Si une action à haute énergie est essentielle pour expliquer pourquoi les blazars émettent des neutrinos, nous devrions voir assez facilement les résultats similaires résultant d'observations ou de galaxies étoilées et de sursauts gamma. Sinon, cela signifie qu'il y a quelque chose de beaucoup plus spécifique et excentrique avec les blazars que nous connaissons actuellement.

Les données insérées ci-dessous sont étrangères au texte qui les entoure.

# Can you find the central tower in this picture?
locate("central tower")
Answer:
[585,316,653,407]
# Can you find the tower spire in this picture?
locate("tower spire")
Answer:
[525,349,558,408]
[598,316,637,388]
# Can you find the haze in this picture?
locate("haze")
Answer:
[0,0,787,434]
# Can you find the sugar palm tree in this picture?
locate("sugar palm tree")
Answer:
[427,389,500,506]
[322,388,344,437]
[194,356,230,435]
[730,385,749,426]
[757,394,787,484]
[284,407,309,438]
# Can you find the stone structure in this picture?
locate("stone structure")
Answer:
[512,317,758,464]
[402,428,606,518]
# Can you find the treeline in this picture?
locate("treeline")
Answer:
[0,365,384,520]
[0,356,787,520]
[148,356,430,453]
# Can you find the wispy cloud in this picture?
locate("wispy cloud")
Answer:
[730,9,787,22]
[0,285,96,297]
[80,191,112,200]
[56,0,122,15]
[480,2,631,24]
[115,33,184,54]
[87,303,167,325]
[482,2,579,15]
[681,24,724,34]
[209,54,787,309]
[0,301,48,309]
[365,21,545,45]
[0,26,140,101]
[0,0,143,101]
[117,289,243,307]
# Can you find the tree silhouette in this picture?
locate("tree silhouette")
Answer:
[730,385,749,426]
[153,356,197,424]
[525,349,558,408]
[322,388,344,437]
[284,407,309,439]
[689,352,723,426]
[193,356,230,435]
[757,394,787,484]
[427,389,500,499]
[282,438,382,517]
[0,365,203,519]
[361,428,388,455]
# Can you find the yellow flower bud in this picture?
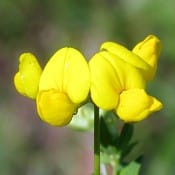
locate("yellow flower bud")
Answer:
[132,35,161,80]
[36,48,90,126]
[14,53,42,99]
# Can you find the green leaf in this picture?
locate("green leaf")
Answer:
[118,161,141,175]
[118,123,134,150]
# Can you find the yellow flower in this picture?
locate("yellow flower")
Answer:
[14,53,42,99]
[15,47,90,126]
[101,35,161,80]
[132,35,161,80]
[89,35,162,122]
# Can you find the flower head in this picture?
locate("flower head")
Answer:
[89,35,162,122]
[15,47,90,126]
[14,53,42,99]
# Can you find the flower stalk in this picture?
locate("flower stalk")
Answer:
[94,104,100,175]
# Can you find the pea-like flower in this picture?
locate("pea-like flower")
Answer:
[14,47,90,126]
[89,35,162,122]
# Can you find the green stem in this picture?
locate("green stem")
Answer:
[94,104,100,175]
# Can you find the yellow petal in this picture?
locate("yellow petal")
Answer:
[101,42,150,71]
[89,52,122,110]
[39,48,90,103]
[14,53,42,99]
[116,89,162,122]
[132,35,161,80]
[37,89,77,126]
[100,51,145,89]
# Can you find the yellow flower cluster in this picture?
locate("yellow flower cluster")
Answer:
[14,35,162,126]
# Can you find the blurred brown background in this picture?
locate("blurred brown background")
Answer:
[0,0,175,175]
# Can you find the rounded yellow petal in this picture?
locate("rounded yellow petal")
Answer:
[116,89,162,122]
[14,53,42,99]
[36,89,77,126]
[89,52,122,110]
[132,35,161,80]
[101,42,150,71]
[39,47,90,103]
[100,51,145,89]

Et même si nous nous concentrons uniquement sur ce blazar, «ce n’est pas non plus une découverte en plaqué or», dit Blaufuss. Les scientifiques utilisent généralement un seuil de 5 sigma pour qualifier quelque chose de "découverte". Selon Blaufuss, les analyses de ces deux derniers articles sont des 3-sigma, ce qui signifie des "preuves", mais pas nécessairement des découvertes. Un niveau de 3 sigma signifie toujours que vous pouvez permettre une confiance assez élevée. Les résultats ne sont pas dus au hasard, mais en ce qui concerne la physique des particules, ce type de chance peut toujours créer des sentiments méfiants. Il est préférable d’accueillir les nouvelles découvertes avec un enthousiasme prudent.

Pour le moment, l’équipe profite également de ses efforts pour finalement porter ses fruits. "Faire une percée sur l'un des plus anciens problèmes en suspens en astronomie est passionnant", déclare Halzen. «C’est pour cela que IceCube a été conçu. Le fait que notre première source soit un blazar était quelque peu surprenant, mais on ne peut pas contester avec des faits. "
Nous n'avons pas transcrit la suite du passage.